Das Fahrglück währt nur wenige Jahre. Am 23. Juni 1982 beendet ein Unfall, ausgerechnet auf dem Weg zu einer Untersuchung im Krankenhaus, die Beziehung des Schriftstellers zu dem schwedischen Autohersteller. Schuld ist er auch diesmal nicht, aber der Wagen ist dahin. 3.000 Mark bringt das Wrack, die einen Monat später in einen Fiat Ritmo investiert werden. "Nett" lautet das Wolf'sche Urteil. Doch der Abschiedsschmerz will nicht vergehen. Noch im Dezember artikuliert sich die Trauer um das zerstörte Automobil, wenn Ror Wolf die Katastrophen der vergangenen zwölf Monate resümiert: "Ein furchtbar verwüstetes verkrüppeltes Jahr: Von Athen bis Athenäum, von Arm bis Bein, von Kopf bis Fuß, von Saab bis Zornheim." (Dort bewohnten die Wolfs ein offenbar baufälliges Haus.)
Der Fiat scheint einige Jahre gehalten zu haben. Wahrscheinlich handelt es sich auch um das Auto, mit dem Ror Wolf zwei Redakteure dieser Zeitschrift nach erfolgtem Interview zu Kaffee und Kuchen in ein Hotelrestaurant transportierte.

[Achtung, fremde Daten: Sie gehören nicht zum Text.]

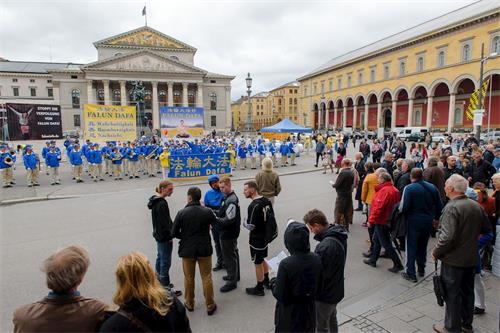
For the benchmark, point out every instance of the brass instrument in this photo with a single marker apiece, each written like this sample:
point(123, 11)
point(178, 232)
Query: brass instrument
point(152, 153)
point(8, 160)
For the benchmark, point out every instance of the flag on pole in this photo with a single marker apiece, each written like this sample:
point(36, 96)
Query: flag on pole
point(474, 99)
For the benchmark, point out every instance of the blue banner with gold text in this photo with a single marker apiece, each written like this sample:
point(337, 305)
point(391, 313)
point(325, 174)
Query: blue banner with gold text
point(199, 165)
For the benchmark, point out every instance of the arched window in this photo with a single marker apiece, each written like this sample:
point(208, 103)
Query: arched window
point(459, 116)
point(75, 98)
point(191, 97)
point(466, 52)
point(100, 96)
point(147, 99)
point(441, 59)
point(116, 97)
point(162, 97)
point(177, 98)
point(213, 101)
point(495, 45)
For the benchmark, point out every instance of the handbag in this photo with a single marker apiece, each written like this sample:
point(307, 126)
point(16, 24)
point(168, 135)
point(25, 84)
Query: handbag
point(438, 286)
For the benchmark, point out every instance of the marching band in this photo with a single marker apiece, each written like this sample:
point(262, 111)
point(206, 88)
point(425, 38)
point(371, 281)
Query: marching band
point(147, 155)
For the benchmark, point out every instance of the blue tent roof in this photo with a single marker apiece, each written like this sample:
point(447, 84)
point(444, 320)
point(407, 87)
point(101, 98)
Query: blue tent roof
point(286, 126)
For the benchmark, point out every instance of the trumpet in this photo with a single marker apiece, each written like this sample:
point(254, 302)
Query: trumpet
point(152, 153)
point(8, 160)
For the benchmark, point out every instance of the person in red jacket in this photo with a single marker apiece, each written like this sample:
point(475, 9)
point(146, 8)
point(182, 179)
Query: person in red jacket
point(386, 197)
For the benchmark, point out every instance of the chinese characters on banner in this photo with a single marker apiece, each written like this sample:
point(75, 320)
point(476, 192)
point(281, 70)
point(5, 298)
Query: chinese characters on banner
point(34, 121)
point(181, 122)
point(109, 122)
point(199, 165)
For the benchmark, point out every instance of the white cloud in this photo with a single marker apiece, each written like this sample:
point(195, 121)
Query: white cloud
point(276, 41)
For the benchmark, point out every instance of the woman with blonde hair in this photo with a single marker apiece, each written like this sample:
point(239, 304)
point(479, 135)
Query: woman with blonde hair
point(144, 305)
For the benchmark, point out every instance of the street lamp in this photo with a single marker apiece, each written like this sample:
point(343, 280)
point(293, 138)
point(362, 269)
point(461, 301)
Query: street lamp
point(249, 126)
point(480, 99)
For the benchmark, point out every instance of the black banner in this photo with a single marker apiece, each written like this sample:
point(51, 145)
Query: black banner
point(34, 121)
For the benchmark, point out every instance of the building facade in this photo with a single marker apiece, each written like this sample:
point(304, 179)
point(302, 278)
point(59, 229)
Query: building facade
point(270, 107)
point(422, 76)
point(163, 64)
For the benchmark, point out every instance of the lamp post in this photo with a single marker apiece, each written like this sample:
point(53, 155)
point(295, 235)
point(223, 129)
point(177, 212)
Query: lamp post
point(249, 126)
point(477, 128)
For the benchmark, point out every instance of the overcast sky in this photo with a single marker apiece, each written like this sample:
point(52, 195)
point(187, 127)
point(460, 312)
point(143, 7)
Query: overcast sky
point(276, 41)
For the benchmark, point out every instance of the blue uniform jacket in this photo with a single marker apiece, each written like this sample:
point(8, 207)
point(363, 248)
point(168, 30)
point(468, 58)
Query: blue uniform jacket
point(30, 161)
point(52, 159)
point(75, 157)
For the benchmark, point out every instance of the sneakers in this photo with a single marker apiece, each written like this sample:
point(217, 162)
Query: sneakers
point(396, 268)
point(370, 263)
point(227, 287)
point(409, 278)
point(255, 291)
point(212, 310)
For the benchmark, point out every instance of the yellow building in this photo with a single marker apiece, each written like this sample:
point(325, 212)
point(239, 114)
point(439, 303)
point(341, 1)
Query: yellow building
point(422, 76)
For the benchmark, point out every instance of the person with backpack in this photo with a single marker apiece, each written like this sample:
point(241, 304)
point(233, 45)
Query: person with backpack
point(331, 250)
point(421, 206)
point(260, 213)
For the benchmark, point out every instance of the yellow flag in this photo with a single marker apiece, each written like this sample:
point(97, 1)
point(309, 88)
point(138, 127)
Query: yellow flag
point(474, 100)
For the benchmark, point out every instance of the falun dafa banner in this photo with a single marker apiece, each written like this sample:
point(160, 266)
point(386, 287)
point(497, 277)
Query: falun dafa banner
point(109, 122)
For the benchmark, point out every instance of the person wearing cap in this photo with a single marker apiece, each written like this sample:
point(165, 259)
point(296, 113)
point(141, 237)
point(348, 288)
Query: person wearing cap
point(213, 200)
point(45, 150)
point(6, 163)
point(32, 164)
point(76, 160)
point(52, 159)
point(95, 160)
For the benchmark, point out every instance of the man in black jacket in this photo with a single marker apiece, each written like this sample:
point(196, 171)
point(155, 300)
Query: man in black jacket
point(192, 227)
point(296, 284)
point(229, 221)
point(332, 252)
point(256, 223)
point(162, 231)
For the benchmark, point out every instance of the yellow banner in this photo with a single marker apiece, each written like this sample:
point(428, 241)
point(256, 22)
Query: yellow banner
point(109, 122)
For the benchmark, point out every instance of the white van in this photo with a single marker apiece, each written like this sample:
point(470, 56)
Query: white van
point(406, 132)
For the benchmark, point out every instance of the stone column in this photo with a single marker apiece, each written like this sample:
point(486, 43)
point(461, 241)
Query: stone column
point(184, 94)
point(90, 93)
point(344, 118)
point(199, 96)
point(367, 107)
point(410, 112)
point(379, 115)
point(394, 113)
point(354, 116)
point(451, 112)
point(335, 110)
point(327, 116)
point(123, 93)
point(228, 107)
point(428, 122)
point(156, 109)
point(105, 84)
point(170, 93)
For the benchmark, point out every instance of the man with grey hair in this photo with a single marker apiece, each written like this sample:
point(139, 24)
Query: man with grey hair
point(461, 222)
point(63, 309)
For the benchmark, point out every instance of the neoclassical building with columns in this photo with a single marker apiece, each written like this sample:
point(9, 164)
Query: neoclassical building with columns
point(164, 65)
point(422, 76)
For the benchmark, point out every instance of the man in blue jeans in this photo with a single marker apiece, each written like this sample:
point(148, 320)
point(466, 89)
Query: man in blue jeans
point(162, 232)
point(421, 205)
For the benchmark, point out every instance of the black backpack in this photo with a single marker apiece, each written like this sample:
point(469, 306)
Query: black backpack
point(270, 220)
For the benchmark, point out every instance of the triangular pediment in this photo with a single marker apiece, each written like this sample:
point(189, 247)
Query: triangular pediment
point(144, 37)
point(143, 60)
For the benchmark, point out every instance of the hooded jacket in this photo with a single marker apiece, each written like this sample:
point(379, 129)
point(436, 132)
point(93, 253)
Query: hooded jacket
point(332, 250)
point(296, 283)
point(162, 222)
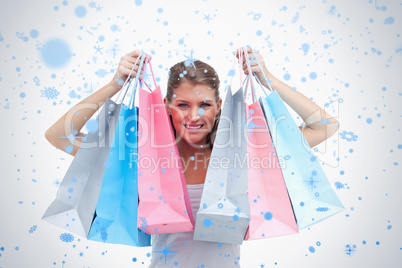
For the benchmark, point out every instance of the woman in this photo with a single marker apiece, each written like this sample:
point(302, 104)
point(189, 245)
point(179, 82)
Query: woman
point(194, 105)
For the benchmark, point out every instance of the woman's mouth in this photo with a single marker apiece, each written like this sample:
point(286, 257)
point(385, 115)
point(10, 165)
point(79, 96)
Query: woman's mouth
point(190, 126)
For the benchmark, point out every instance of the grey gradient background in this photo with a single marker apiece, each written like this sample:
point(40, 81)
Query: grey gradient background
point(363, 81)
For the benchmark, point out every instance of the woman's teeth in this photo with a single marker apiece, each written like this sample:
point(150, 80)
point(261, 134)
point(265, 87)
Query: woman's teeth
point(193, 126)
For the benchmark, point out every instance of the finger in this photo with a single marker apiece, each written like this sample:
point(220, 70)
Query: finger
point(135, 53)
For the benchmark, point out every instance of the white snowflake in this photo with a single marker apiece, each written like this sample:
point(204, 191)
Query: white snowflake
point(101, 73)
point(50, 93)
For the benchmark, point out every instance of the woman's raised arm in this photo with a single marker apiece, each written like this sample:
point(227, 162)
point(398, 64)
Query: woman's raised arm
point(318, 124)
point(67, 130)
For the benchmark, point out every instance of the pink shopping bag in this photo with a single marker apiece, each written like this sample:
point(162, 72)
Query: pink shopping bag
point(164, 204)
point(271, 212)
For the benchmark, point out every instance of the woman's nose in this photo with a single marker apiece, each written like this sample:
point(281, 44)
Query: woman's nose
point(194, 115)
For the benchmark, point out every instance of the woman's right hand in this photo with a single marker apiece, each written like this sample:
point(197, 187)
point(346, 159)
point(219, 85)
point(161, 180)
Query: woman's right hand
point(126, 64)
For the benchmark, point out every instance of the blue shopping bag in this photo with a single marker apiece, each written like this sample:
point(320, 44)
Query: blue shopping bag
point(224, 212)
point(309, 189)
point(117, 208)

Aber im August 1988 war nach 49.525 Kilometern Schluss. Ror Wolf kauft wieder ein Schwedenmobil, diesmal allerdings einen Volvo. Der fährt sich "wie Butter". Bis zum 29. April 1993, dann fällt der Auspuff ab. Doch nach einem kurzen Werkstattaufenthalt scheint alles wieder in Ordnung zu sein. Zumindest bis 1996. Hier enden die Tagebücher, auf deren letzten Seiten allerdings mehr vom Bahnfahren die Rede ist.

 

Ror Wolf: Die unterschiedlichen Folgen der Phantasie. Tagebuch 1966-1996. 344 Seiten. Schöffling. Frankfurt am Main 2022. € 32,00.

Jan Wilm: Ror. Wolf. Lesen. 188 Seiten. Schöffling. Frankfurt am Main 2022. € 23,00.